15 December, 2016

Public appearences v. The truth

     I'm pretty much the last of my friends to have a baby. I remember meeting up with my mum-friends and seeing how neat their hair and make-up would be and how energised they were, and thinking that they made motherhood look so easy. Then I became a Mum and at first, I thought, how did they do it?! I barely found time to brush my teeth most mornings. Some days I didn't even change my pants. Pretty grim, I know. But that was my reality.

     Here I was, with a lovely little girl, whom I bath every night and change her clothes, brush her soft, fine hair, clip her nails, and oh my days is she a beauty. Then there was me: yellow teeth, pits that smell like onions, hair that resembles a birds nest, living in the same pyjamas day after day and most days, starving. Thank god my Mum came to stay with me in the first few weeks because I don't even dare to think what my house would have been like. Finding time to be a human and be a Mum at the same time is incredibly difficult to balance in the beginning. People will tell you that it's hard, but they don't tell you how it is hard. I honestly couldn't figure out how my friends kept it together. Then I realised something. They didn't.

     When I step out of the house to go somewhere or visit someone, I hide the truth: that I am now a complete and utter disaster of a person. If you see me at your door with make-up on, you want to be grateful. I showered for you. When you see me with my hair straightened, you need to thank my daughter. I let her cry an extra 10 minutes while I gave myself some attention. When you see me looking smart, you should be impressed. I actually managed to use the washing machine this week. Pre-motherhood, I was one of the most organised persons I know. I always looked together, I never ran late or missed an appointment and I definitely always ate. Now that all my time is given to Harlow, I had given up on being Holly. And I know I'm not the only one.

     I may be a single parent but I have the most amazing Mum and helpful friends, so I'm not alone, but how in the fuck I am as disorganised as I am is beyond me. I mean, Harlow is one tiny, little, mini human, yet I can never get my shit together.
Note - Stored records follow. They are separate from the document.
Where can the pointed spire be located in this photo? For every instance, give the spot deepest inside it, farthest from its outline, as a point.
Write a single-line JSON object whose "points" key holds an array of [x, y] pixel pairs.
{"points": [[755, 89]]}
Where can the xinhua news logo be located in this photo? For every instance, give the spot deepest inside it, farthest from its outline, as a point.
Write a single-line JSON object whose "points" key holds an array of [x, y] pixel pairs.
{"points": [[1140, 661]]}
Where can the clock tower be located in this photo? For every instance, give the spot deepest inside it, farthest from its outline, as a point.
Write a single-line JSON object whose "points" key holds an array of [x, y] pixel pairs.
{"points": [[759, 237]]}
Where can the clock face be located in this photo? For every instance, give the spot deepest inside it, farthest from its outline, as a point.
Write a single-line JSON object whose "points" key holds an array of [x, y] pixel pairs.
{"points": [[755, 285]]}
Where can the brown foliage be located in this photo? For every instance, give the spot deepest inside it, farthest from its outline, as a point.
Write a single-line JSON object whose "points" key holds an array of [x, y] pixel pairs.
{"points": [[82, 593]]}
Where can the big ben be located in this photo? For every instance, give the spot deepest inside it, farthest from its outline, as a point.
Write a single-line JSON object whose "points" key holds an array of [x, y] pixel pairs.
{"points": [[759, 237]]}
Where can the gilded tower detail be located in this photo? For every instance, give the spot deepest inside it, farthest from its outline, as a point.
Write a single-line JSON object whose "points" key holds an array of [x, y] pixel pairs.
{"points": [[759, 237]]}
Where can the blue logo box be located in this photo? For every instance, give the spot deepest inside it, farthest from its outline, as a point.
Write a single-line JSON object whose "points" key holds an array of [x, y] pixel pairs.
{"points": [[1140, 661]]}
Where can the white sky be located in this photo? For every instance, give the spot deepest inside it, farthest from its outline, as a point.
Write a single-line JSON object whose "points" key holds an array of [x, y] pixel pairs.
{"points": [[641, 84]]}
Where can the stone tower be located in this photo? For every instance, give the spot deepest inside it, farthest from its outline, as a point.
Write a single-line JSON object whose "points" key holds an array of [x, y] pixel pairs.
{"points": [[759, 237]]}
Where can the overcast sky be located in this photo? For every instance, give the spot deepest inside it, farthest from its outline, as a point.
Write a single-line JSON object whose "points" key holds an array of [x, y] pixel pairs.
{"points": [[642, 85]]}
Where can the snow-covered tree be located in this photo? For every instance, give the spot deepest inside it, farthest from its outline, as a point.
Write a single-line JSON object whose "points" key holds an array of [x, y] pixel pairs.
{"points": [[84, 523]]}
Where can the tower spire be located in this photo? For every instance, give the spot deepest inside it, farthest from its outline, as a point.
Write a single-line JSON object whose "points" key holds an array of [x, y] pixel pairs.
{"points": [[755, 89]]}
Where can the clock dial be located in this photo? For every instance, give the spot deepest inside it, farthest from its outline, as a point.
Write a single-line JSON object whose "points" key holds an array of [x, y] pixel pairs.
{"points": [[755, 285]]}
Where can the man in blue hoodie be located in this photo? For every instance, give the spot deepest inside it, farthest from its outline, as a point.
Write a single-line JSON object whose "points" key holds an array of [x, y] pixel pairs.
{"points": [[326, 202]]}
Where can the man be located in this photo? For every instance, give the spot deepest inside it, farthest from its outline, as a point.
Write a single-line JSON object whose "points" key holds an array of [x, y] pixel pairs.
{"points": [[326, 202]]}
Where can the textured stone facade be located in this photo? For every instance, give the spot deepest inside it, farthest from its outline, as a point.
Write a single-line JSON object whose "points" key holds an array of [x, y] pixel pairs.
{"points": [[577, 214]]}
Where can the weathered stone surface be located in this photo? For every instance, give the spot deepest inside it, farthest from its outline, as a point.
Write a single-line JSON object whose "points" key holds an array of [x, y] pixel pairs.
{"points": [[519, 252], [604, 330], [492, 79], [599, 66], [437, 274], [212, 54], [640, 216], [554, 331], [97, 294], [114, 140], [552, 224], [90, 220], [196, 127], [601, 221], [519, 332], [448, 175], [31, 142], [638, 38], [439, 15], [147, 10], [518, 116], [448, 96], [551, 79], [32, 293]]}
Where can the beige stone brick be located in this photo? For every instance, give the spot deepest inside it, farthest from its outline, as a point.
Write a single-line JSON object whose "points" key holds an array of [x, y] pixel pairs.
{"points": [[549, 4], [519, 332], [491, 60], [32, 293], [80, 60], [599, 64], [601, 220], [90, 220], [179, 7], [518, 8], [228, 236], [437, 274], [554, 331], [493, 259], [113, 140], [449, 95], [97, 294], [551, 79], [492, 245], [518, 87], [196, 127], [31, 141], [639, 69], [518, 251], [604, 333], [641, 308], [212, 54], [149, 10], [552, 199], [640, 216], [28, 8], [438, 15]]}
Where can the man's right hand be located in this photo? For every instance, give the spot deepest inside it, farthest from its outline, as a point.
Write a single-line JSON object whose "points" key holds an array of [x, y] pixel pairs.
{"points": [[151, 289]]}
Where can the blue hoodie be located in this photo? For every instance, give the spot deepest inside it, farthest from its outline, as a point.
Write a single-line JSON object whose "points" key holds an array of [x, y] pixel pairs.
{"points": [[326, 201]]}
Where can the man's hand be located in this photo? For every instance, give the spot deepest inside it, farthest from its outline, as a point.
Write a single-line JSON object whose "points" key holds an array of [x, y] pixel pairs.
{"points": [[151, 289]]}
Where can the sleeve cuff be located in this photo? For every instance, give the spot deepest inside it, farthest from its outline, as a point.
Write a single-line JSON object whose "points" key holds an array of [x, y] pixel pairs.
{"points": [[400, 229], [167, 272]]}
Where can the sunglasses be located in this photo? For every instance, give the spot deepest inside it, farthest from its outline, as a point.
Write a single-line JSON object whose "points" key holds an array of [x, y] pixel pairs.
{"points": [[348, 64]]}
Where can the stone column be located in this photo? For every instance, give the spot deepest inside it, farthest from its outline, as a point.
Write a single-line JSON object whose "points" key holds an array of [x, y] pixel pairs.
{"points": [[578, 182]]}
Right now, there is an open nappy sac with a dirty nappy inside on my living room floor, which I abandoned next to the change mat, which is opposite a nearly empty bottle of breastmilk, which I will admit has been there for at least 4 hours and I'm pretty sure that the bib that is under my leg on the sofa smells like sick. And that's just my living room...

     Three months in though, I'm glad to say the hygiene is improving. I'm leaving the house more often than not and my hair brush has never seen so much action. I'm still having the odd 'slob' day but you know what, who cares? I certainly don't. So my house isn't perfect 24/7. So my letters haven't been opened in a few days. So my fridge is a little bare and I've been living off noodles and chocolate. As long as my lady is healthy and happy, I'm doing what I'm supposed to be doing and the rest will fall into place, eventually.

     So to all the Mums that are looking glamorous today,  well done for finding the time to hide the truth. Crack open a can of cider (or a bottle of prosecco if you're feeling fancy) and lets toast to all the exhausted, stinky, and disorganised Mums, who found the motivation to be human enough to make a good public appearance. Here, here!